Cette année, c'est Norman Muller qui a été désigné comme super-électeur...De mystérieux hommes envoyés par l'Etat fédéral, sortes de Men In Black, viennent chez lui avec une ferme cordialité pour l'aider à se préparer au jour J.
Mais si sa femme Sarah est excitée et y voit l'occasion d'apporter célébrité et confort financier au ménage, Norman Muller s'interroge, s'inquiète, écrasé par le poids d'une telle responsabilité...surtout qu'en termes de popularité du super-électeur, les expériences passées ont montré qu'il devait aussi prendre sa part des échecs et du rejet par l'opinion des présidents parfois mauvais ainsi désignés...

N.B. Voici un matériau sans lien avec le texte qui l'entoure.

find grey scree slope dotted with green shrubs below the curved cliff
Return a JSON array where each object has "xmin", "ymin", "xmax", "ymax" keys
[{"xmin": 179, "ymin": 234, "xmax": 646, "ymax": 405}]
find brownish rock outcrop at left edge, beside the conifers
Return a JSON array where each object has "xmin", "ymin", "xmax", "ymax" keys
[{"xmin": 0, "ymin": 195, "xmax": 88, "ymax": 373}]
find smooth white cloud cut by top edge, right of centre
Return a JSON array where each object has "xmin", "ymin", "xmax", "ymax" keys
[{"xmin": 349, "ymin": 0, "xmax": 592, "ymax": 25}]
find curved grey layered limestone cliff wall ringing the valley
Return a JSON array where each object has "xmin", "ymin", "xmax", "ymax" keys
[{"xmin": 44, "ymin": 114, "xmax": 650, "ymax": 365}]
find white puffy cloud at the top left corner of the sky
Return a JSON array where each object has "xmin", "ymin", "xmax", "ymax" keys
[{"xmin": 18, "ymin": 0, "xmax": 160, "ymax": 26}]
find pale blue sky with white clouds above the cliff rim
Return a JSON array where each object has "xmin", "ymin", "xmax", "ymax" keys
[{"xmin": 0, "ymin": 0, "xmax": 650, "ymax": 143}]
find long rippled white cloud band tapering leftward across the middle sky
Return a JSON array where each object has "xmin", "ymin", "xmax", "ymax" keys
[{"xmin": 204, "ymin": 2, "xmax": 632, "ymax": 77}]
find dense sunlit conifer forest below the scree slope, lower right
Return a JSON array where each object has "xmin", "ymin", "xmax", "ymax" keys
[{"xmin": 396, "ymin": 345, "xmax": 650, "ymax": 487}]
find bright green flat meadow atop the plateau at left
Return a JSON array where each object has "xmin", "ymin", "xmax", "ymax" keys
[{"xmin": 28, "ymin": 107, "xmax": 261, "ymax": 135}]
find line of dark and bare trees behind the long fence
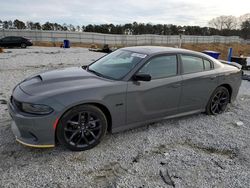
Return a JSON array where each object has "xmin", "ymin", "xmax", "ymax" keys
[{"xmin": 0, "ymin": 13, "xmax": 250, "ymax": 39}]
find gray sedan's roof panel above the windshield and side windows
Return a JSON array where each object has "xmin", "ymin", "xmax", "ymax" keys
[{"xmin": 123, "ymin": 46, "xmax": 200, "ymax": 55}]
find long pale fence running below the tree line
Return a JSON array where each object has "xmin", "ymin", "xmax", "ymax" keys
[{"xmin": 0, "ymin": 30, "xmax": 243, "ymax": 46}]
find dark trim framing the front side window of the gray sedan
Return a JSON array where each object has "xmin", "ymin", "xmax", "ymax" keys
[{"xmin": 131, "ymin": 53, "xmax": 181, "ymax": 80}]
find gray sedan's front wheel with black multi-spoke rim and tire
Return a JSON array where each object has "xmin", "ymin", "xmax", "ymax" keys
[{"xmin": 56, "ymin": 105, "xmax": 108, "ymax": 151}]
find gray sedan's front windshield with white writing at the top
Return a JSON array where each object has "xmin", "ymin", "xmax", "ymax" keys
[{"xmin": 87, "ymin": 50, "xmax": 146, "ymax": 80}]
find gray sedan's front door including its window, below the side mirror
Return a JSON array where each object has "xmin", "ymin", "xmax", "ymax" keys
[{"xmin": 126, "ymin": 54, "xmax": 182, "ymax": 124}]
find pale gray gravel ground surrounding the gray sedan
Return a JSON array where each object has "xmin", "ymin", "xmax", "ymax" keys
[{"xmin": 0, "ymin": 47, "xmax": 250, "ymax": 188}]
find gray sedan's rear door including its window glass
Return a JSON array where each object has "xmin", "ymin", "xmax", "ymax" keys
[{"xmin": 179, "ymin": 54, "xmax": 218, "ymax": 113}]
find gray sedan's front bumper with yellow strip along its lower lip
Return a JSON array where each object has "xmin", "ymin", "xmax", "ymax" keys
[{"xmin": 8, "ymin": 90, "xmax": 57, "ymax": 148}]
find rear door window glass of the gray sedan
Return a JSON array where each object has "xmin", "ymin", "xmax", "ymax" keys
[{"xmin": 181, "ymin": 55, "xmax": 203, "ymax": 74}]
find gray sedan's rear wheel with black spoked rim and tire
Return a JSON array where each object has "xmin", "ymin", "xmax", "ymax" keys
[{"xmin": 206, "ymin": 86, "xmax": 230, "ymax": 115}]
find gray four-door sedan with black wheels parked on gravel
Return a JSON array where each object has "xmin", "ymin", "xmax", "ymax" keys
[{"xmin": 8, "ymin": 46, "xmax": 241, "ymax": 151}]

Isaac Asimov a écrit cette excellente nouvelle en 1955, et se montre visionnaire sur bien des points : l'avènement de l'informatique qui règle nos vies jusqu'à peut-être un jour nous remplacer quasi-complètement, la généralisation des sondages d'opinion, l'illusion de la démocratie...car ici, si l'ordinateur pourrait au départ être un outil de calcul mathématique, donc impartial et quasi infaillible, il conduit finalement à supprimer l'élection par la masse dont on n'a plus besoin, au profit d'une désignation pure et simple. Un ordinateur et un homme, seuls, font donc le destin du pays le plus puissant de la terre...
Encore un bon moment de lecture dans la remarquable collection dyschroniques proposée par les éditions le passager clandestin, à lire évidemment après ces élections présidentielles américaines 2016 marquées par la faillite des sondages, la manipulation des masses, peut-être des opérations électorales, et les doutes sur la sécurité informatique nationale.